Wednesday, September 03, 2014

An Emerging Fact-Finding Discipline? A Conceptual Roadmap for Social Science Methods in Human Rights Advocacy

Abstract:
Human rights advocates seek to find, interpret, and communicate facts about rights violations amidst some of the most complex social, economic, and political circumstances. To meet these challenges, fact-finders have developed research procedures that increasingly draw on a wide range of interdisciplinary tools and perspectives — with a notable expansion in the use of qualitative and quantitative methods from social science during recent years. Yet there is little discussion of investigative principles, research components, and methodological standards in the human rights field — a reality that often fuels tension and uncertainty over the extent to which social scientific research standards can and should inform evolving fact-finding conventions. As a result, fundamental questions about such standards remain unaddressed.
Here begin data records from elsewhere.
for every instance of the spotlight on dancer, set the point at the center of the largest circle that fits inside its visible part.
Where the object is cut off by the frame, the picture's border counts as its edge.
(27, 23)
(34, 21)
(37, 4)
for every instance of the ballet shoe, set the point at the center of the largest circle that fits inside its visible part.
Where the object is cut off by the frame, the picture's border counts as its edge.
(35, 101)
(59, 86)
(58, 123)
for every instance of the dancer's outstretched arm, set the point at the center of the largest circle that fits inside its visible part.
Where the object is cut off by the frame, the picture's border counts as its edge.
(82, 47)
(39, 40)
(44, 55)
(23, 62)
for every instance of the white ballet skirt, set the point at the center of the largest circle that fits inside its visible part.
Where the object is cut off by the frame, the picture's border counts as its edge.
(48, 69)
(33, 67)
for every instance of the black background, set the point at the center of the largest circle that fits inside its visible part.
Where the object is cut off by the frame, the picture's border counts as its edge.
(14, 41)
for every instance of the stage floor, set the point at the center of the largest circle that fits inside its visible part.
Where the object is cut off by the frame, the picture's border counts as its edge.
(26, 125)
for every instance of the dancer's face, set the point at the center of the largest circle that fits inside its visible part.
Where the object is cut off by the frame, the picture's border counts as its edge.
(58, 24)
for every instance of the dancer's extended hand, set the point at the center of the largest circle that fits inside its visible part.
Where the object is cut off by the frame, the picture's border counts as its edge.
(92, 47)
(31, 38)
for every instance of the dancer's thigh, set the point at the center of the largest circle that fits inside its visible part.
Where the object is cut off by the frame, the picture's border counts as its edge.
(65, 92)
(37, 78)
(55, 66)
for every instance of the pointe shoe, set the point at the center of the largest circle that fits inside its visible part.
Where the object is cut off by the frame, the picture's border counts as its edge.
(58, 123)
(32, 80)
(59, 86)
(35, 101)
To fill this gap, this chapter offers three core contributions. First, this chapter contextualizes the discussion by presenting data concerning the methods and conventions used by researchers at Amnesty International and Human Rights Watch in the years 2000 and 2010. Second, this chapter interrogates the nature of social scientific inquiry and the degree of overlap between social science research and human rights fact-finding by comparing investigative principles, research components, and methodological standards. These comparisons reveal that social scientific research and human rights fact-finding share many common foundations and suggest that there is great potential for further convergence — especially in relation to methodological transparency. Third, drawing on some of the key distinctions between social science research and human rights fact-finding, this chapter highlights some of the methodological trade-offs that human rights investigators will likely confront when more directly considering social scientific strategies. This chapter ultimately cautions against the creation of a social science of human rights fact-finding, given the unique challenges and irreducible ethical commitments of human rights fact-finding. It instead calls for open and inclusive conversations about the most promising and appropriate standards for the evolving practice of human rights fact-finding.